Aerial Photo Building Classification by Stacking Appearance and Elevation Measurements
|Authors||Nguyen Thuy, Kluckner Stefan , Bischof Horst, Leberl Franz|
Proceedings International Society for Photogrammetry and Remote Sensing Symposium, 100 Years ISPRS - Advancing Remote Sensing Science
Remote Sensing is trending towards the use of greater detail of its source data, advancing from ever better resolving satellite imagery via decimeter-type aerial photography towards centimeter-level street-side data. It also is taking advantage of an increase in methodological sophistication, greatly supported by rapid progress of the available computing environment. The location awareness of the Internet furthermore demonstrates that large area remote sensing strives for a model of human scale detail.
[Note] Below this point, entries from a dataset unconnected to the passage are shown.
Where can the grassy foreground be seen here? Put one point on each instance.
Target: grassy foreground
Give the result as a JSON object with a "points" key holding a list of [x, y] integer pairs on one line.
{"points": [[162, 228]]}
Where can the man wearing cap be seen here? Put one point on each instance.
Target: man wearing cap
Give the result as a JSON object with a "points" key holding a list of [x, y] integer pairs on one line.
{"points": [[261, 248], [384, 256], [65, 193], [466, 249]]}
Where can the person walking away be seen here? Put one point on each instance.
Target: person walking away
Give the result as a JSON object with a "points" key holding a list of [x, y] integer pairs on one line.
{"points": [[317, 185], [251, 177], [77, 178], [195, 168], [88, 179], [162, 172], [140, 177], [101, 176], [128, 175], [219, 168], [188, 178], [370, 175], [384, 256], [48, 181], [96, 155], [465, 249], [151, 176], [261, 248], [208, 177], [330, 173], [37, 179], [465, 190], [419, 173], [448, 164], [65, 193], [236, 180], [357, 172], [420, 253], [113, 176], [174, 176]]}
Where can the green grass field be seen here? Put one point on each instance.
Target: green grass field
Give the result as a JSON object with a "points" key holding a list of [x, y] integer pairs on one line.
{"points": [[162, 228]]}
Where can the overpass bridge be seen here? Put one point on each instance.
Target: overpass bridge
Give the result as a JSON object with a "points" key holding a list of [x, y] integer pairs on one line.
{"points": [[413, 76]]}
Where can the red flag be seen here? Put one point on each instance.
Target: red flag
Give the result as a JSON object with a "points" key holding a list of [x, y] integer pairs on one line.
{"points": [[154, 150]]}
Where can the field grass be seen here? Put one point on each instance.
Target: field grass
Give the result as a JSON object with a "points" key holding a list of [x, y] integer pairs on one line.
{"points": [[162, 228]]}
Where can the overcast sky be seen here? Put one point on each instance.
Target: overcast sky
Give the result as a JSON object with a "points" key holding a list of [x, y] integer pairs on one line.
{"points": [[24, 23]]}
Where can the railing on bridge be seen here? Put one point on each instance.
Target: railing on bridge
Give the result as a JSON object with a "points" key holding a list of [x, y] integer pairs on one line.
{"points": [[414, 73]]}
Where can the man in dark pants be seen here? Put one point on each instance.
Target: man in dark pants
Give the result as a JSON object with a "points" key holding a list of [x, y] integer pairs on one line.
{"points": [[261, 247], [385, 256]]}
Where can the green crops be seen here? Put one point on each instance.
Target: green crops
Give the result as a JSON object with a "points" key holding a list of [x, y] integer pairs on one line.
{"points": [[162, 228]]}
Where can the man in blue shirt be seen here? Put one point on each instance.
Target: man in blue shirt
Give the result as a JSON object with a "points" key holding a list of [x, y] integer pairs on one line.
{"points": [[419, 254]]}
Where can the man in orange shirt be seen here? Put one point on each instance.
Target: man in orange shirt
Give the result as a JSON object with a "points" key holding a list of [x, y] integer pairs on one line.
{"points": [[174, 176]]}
This paper addresses the task of mapping entire urban areas, where objects to be mapped are naturally three dimensional. Specifically we are introducing a novel approach for the segmentation and classification of buildings from aerial images at the level of pixels. Buildings are complex 3D objects which are usually represented by features of different modalities, i.e. visual information and 3D height data. The idea is to treat them in separated processes for learning and then integrate them into a unified model. This aims to exploit the discriminative power of each feature modality and to leverage the performance by fusing the classification potentials at a higher level of the trained model. First, representative features of visual information and height field data are extracted for training discriminative classifiers. We exploit powerful covariance descriptors due to the low-dimensional region representation and the capability to integrate vector-valued cues such as color or texture. Then, a stacked graphical model is constructed for each feature type based on the feature attributes and classifier’s outputs. This allows to learn inter-dependencies of modalities and to integrate spatial knowledge efficiently. Finally, the classification confidences from the models are fused together to infer the object class. The proposed system provides a simple, yet efficient way to incorporate visual information and 3D data in a unified model to learn a complex object class. Learning and inference are effective and general that can be applied for many learning tasks and input sources. Experiments have been conducted extensively on real aerial images. Moreover, due to our general formulation the proposed approach also works with satellite images or aligned LIDAR data. An experimental evaluation shows an improvement of our proposed model over several traditional state-of-the-art approaches.